UVA Health System expands telehealth offerings

Through the UVA Center for Telehealth, the organization will also develop training courses for healthcare providers that help them identify and treat chronic diseases.
By Nathan Eddy
02:52 PM

The University of Virginia Health System announced it would be expanding its telehealth offerings to help treat diabetes, heart disease and other chronic illnesses.

Through the UVA Center for Telehealth, the organization will also develop training courses for healthcare providers that help them identify and treat chronic diseases.

For example, UVA researchers will assess existing health and fitness apps to determine which are most helpful as well as determining how to incorporate elements of game playing to help people reach their health and fitness goals.
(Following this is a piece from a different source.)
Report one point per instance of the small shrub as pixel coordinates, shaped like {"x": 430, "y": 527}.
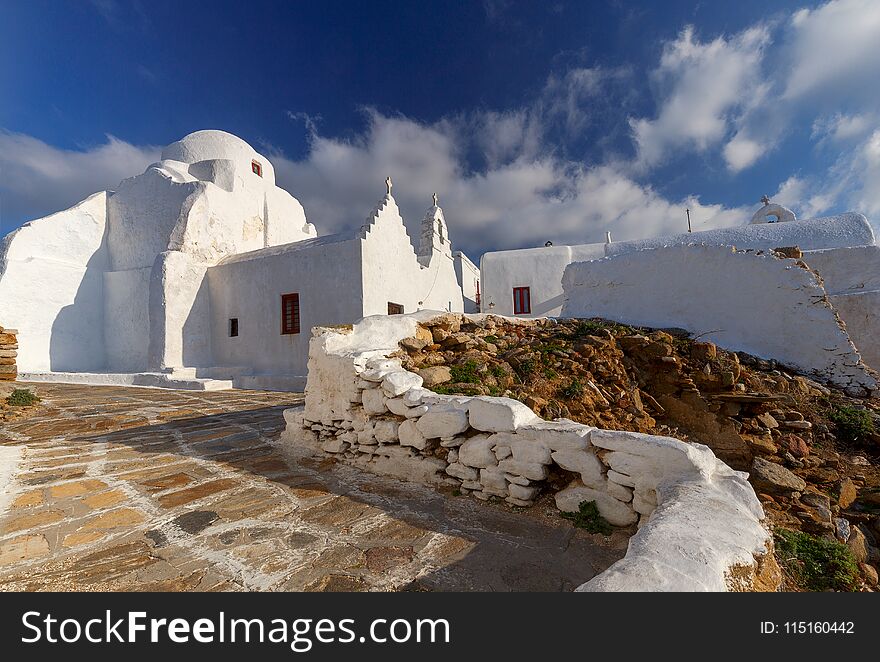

Using a low-cost screening device, a pilot program will test the effectiveness of remote screenings for diabetic retinopathy – an eye disease caused by diabetes and a leading cause of blindness – via telehealth.

Building on work underway at the UVA Advanced Diabetes Management Clinic, nurses will remotely monitor the blood-sugar levels of patients and be able to send alerts if a patient’s blood sugar reaches a concerning level.

“Virtual care delivery models have proven to improve access, care coordination, clinical outcomes and patient engagement,” said Karen Rheuban, director of the UVA Center for Telehealth, in a statement.

In an effort to aid home rehabilitation for heart failure patients, a group of patients will receive a tablet enabling them to enter their vital signs as well as participate in twice weekly education and physical activity sessions to aid recovery.

In addition, an electronic consulting platform would enable primary care providers to seek advice from a specialist by sending a message through an electronic health record system.

This would allow the specialist to review the patient’s medical record before making a recommendation.

These programs will be supported by an initial grant of more than $750,000 from the federal Centers for Disease Control and Prevention and the Virginia Department of Health.

“The digital transformation of healthcare has been affirmed by U.S. Health and Human Services Secretary Alex Azar, as Medicare now covers a broad range of virtual care models,” Rehuban continued. “Our collaboration with the CDC in advancing these connected care models to enhance disease prevention will impact patients across the nation.”

The UVA Medical Center has already begun applying data visualization and agile management techniques to enrich the analytical potential of its survey data.

UVA applied those metrics to a web-hosted enterprise dashboard that reports scores and percentile ranks, tracks goal achievement, and allows for comparison across service lines, units, and clinics for several Consumer Assessment of Healthcare Providers and Systems, or CAHPS, surveys.
 

Nathan Eddy is a healthcare and technology freelancer based in Berlin.